La liberté d’expression et de la presse est un fondement de notre démocratie. La distribution des journaux, qui ne sont pas un bien comme les autres, y participe. La loi Bichet a consacré des principes fondamentaux qui gardent aujourd’hui toute leur valeur. L’égalité de traitement pour tous les titres est assurée par le système coopératif, à la bonne application duquel le CSMP est chargé de veiller.
Cependant, l’essor du numérique met en cause le modèle économique de la presse écrite et la lutte pour la répartition de la valeur fait rage entre les acteurs, qui peinent à s’accouder sur une réforme jugée pourtant par tous nécessaire. Le CSMP, dépourvu de pouvoirs contraignants, n’a pu élaborer de solution pérenne. Une réforme de la régulation est donc indispensable.
Ce texte prévoit un CSMP rénové de vingt professionnels, où les éditeurs ont une place importante au côté des messageries de presse. Il est adossé à une autorité indépendante, l’ARDP. L’architecture semble pertinente mais tout tient à l’équilibre entre ces deux instances. On peut ainsi s’interroger sur la légitimité de l’autorité de régulation à exercer son autorité sur le CSMP, qui doit sans doute être réformé mais doit rester l’instance principale de régulation : il est le dernier rempart contre la marchandisation. L’effacer, c’est introduire la concurrence dans le système coopératif avec, à la clé, la disparition des plus petits. Rien ne garantit que l’ARDP soit fidèle au principe de solidarité, tandis qu’on cherche à transformer le CSMP en coquille vide. De fait, les modifications apportées à l’article 4 portent une atteinte grave au système coopératif, ce qui risque de déstabiliser le modèle économique existant. La mise sous tutelle du CSMP, c’est la fin du système coopératif.
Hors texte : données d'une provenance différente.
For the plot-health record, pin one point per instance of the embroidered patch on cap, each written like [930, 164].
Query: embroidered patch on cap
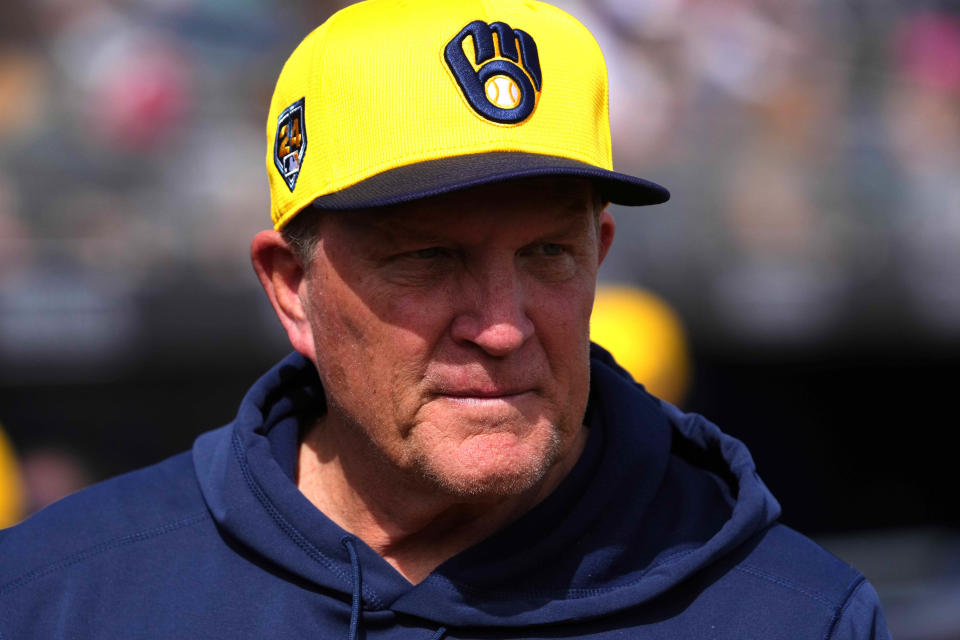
[501, 86]
[290, 143]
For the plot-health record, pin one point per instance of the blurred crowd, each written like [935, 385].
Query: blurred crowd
[811, 147]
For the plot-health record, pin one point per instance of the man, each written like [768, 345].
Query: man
[445, 455]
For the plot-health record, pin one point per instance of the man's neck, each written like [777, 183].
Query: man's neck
[410, 522]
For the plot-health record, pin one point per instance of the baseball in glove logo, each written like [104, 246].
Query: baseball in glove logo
[290, 143]
[503, 81]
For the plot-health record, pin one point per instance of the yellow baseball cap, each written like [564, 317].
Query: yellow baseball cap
[394, 100]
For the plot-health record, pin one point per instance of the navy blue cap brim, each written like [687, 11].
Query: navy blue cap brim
[446, 175]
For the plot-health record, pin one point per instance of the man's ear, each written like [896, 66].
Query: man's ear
[607, 230]
[284, 280]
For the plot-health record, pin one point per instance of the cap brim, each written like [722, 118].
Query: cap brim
[436, 177]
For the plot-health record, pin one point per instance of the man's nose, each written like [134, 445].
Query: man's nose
[493, 312]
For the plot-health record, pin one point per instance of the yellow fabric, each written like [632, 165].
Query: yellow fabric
[11, 487]
[647, 338]
[378, 94]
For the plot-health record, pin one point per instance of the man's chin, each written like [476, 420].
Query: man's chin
[496, 477]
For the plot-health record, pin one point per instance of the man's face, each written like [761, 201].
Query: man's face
[452, 333]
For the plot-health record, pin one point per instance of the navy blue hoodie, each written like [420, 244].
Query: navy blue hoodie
[661, 530]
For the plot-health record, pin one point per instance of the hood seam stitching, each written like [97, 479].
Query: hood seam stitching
[285, 527]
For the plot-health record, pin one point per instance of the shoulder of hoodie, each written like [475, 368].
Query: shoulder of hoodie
[87, 528]
[783, 561]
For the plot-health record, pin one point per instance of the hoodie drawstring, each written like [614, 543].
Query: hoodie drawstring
[355, 607]
[348, 542]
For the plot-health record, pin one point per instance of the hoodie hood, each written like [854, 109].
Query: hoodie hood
[657, 496]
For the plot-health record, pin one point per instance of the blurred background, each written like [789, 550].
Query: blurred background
[805, 276]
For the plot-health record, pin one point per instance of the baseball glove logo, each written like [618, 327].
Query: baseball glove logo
[290, 144]
[500, 87]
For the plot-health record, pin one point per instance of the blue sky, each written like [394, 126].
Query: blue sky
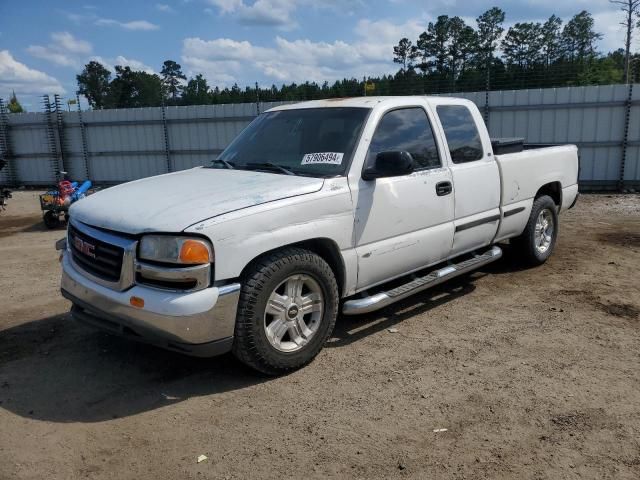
[44, 44]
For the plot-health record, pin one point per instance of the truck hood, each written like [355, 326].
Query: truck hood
[173, 202]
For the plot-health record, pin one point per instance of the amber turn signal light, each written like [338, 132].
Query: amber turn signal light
[137, 302]
[194, 252]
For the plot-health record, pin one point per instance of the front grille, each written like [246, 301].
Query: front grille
[107, 260]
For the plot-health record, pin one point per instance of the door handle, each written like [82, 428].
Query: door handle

J’étais favorable au texte initial : les remaniements introduits en commission limitent et minorent le rôle du CSMP au profit de l’autorité de régulation, à laquelle est confiée une fonction de contrôle exorbitante. On entre dans un système de distribution administré par l’État : cela a un étrange parfum d’Union soviétique. Je réprouve un texte dangereux pour la liberté de la presse.